Pues bien, ya en este punto podemos anticipar la suerte estimatoria del recurso que nos ocupa. Es de recordar que no basta para el éxito de la pretensión actora con la ausencia o cancelación de antecedentes penales o policiales, pues, como vimos más arriba, lo que el artículo 22 del Código Civil exige es que el solicitante justifique positivamente que su conducta es conforme a las normas de convivencia cívica, no sólo no infringiendo las prohibiciones impuestas por el ordenamiento jurídico penal o administrativo, sino cumpliendo los deberes cívicos razonablemente exigibles según el estándar medio a que alude la doctrina del Tribunal Supremo, sin que la no existencia de antecedentes penales o policiales sea elemento suficiente para entender justificada la buena conducta cívica, subrayando la jurisprudencia que corresponde a la parte recurrente la carga de demostrar la concurrencia del requisito de la buena conducta cívica, cuya carga es más gravosa cuando el interesado ha estado implicado en causas penales que no están definitivamente sobreseídas y archivadas, arguyéndose también por la referida jurisprudencia que el aludido onus probandi exige que ni siquiera por vía indiciaria pueda ponerse en cuestión el requisito de la buena conducta cívica.

En el supuesto enjuiciado la Administración demandada denegó la concesión de la nacionalidad a la interesada con la única motivación de no haber justificado la buena conducta cívica al aportar un certificado de antecedentes penales del país de origen caducado. En relación con este último argumento de la caducidad del certificado de referencia cabe hacer dos observaciones: primera, que el referido certificado no tenía incorporada una fecha de caducidad, si bien dada su data (10-4-2013) podía cuestionarse su fuerza probatoria en la fecha de la solicitud de la nacionalidad en 16-5-20014; segunda, que la interesada aportó en la precedente vía administrativa junto a su recurso de reposición (no consta que con anterioridad se confiriera un trámite de subsanación) un nuevo certificado negativo de antecedentes penales del país de origen, cuyo certificado estaba datado en 17-2-2017 y además legalizado, siendo así que este nuevo certificado no ha llegado a ser valorado por la Administración demandada al no resolver expresamente el recurso de reposición, a lo que se añade que ningún reparo ha opuesto al mismo el abogado del Estado en su escrito de contestación a la demanda. En función de lo anterior, y a la vista de este último certificado de 17-2-2017, es de concluir que la demandante ha absuelto en debida forma la carga probatoria que sobre la misma pesaba en relación con el requisito de la buena conducta cívica, por lo que es de entender que se ha desvanecido la motivación de la resolución expresa recurrida, que por todo ello debe ser anulada.

CUARTO.- Al estimarse el recurso procede la imposición de las costas a la parte demandada ( artículo 139.1 de la LJ ).

Fallo

1) Estimar el recurso.

2) Anular el acto impugnado, y reconocer el derecho de la parte actora a que le sea concedida la nacionalidad española.

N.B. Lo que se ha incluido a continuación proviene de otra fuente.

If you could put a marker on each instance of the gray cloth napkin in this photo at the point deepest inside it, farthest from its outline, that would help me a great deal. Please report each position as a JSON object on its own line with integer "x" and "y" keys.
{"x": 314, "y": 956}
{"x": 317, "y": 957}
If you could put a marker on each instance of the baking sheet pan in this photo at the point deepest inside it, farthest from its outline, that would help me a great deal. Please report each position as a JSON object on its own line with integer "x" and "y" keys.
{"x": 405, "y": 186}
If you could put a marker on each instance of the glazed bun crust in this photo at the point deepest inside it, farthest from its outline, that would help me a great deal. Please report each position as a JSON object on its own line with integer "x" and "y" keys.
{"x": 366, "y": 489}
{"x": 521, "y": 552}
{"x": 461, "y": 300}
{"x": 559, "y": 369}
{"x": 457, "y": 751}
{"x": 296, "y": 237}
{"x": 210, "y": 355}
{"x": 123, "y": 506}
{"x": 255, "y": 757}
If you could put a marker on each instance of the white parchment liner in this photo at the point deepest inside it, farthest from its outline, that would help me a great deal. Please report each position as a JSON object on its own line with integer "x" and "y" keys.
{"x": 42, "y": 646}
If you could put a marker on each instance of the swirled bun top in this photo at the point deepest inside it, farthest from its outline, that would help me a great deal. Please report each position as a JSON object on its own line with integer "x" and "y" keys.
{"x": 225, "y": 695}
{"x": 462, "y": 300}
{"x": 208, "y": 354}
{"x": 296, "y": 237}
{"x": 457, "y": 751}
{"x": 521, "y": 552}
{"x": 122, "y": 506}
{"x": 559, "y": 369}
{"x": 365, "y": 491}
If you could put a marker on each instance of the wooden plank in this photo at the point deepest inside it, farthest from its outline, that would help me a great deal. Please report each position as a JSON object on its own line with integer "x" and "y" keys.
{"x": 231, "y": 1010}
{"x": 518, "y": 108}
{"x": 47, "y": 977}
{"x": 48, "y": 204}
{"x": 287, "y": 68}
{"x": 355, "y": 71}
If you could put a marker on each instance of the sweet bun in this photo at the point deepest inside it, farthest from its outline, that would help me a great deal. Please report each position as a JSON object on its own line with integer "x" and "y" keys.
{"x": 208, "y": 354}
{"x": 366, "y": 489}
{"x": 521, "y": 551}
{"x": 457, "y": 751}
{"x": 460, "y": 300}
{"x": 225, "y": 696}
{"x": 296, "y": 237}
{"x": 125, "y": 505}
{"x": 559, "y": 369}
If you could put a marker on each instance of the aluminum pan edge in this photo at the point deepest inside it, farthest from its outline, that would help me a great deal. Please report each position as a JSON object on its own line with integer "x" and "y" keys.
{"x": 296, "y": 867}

3) Imponer a la parte demandada las costas del proceso.

Esta sentencia es susceptible de recurso de casación, que deberá prepararse ante esta Sala en el plazo de 30 días contados desde el siguiente al de su notificación; en el escrito de preparación del recurso deberá acreditarse el cumplimiento de los requisitos establecidos en el artículo 89.2 de la Ley de la Jurisdicción justificando el interés casacional objetivo que presenta.

Así por esta nuestra sentencia, testimonio de la cual se remitirá, junto con el expediente administrativo, a su oficina de origen para su ejecución, lo pronunciamos, mandamos y firmamos.